7. Left-Handed Materials and Metamaterials
Prof. Soukoulis’ group is among the prime movers and initiators of the development of left-handed materials (LHMs). This revolutionary concept of negative refraction prompted objections, based on perceived violations of causality, momentum conservation, and Fermat’s principle. Soukoulis’s group refuted all of these objections and showed that properly designed LHMs give negative refraction and sub-wavelength imaging resolution. They combined fabrications, experiments, sophisticated simulations, and analytical reasoning to infer the sign of the refractive index. Soukoulis’ group developed easier to fabricate designs, which are more compact, matchable to free space, and amenable to many possible applications. To extend LHMs to telecommunications and optical frequencies, Prof.
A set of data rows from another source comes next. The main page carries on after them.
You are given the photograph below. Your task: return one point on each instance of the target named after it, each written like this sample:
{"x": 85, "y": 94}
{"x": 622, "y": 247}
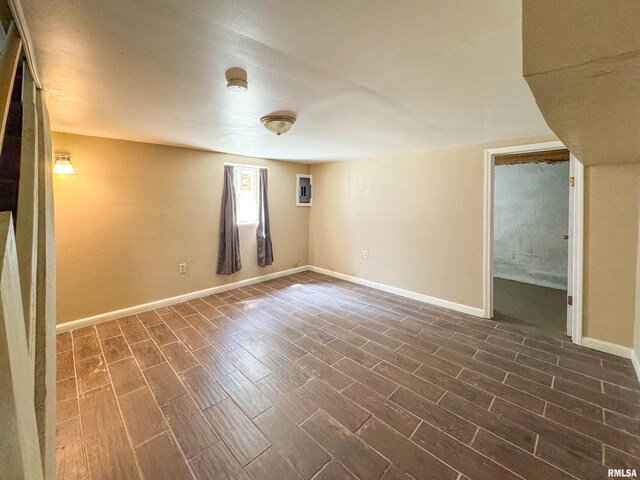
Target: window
{"x": 246, "y": 179}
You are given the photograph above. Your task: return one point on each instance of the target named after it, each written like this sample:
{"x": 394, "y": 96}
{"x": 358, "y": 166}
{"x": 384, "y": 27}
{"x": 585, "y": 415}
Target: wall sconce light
{"x": 63, "y": 166}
Soukoulis was instrumental in providing designs fabricated by the Univ. of Karlrhuhe group, which exhibited negative refraction at 1.5 microns, and at 780 nm, the highest frequency achieved to date. This is the first time ever a material has shown a negative refraction index for visible light! Prof. Soukoulis’ group found fundamental limits on the highest attainable frequency for negative refraction, and provided designs that give 3d isotropic negative index refraction. In addition, they used chiral structures that provide an alternative root to negative n, strong optical activity, as well as a broadband optical polarizer. The materials that have been ‘fabricated’ recently at the nano-scale, have spectacular properties, and Prof. Soukoulis’ group will drive this field forward into a wonderful landscape of new possibilities through his innovative designs and experimental achievements.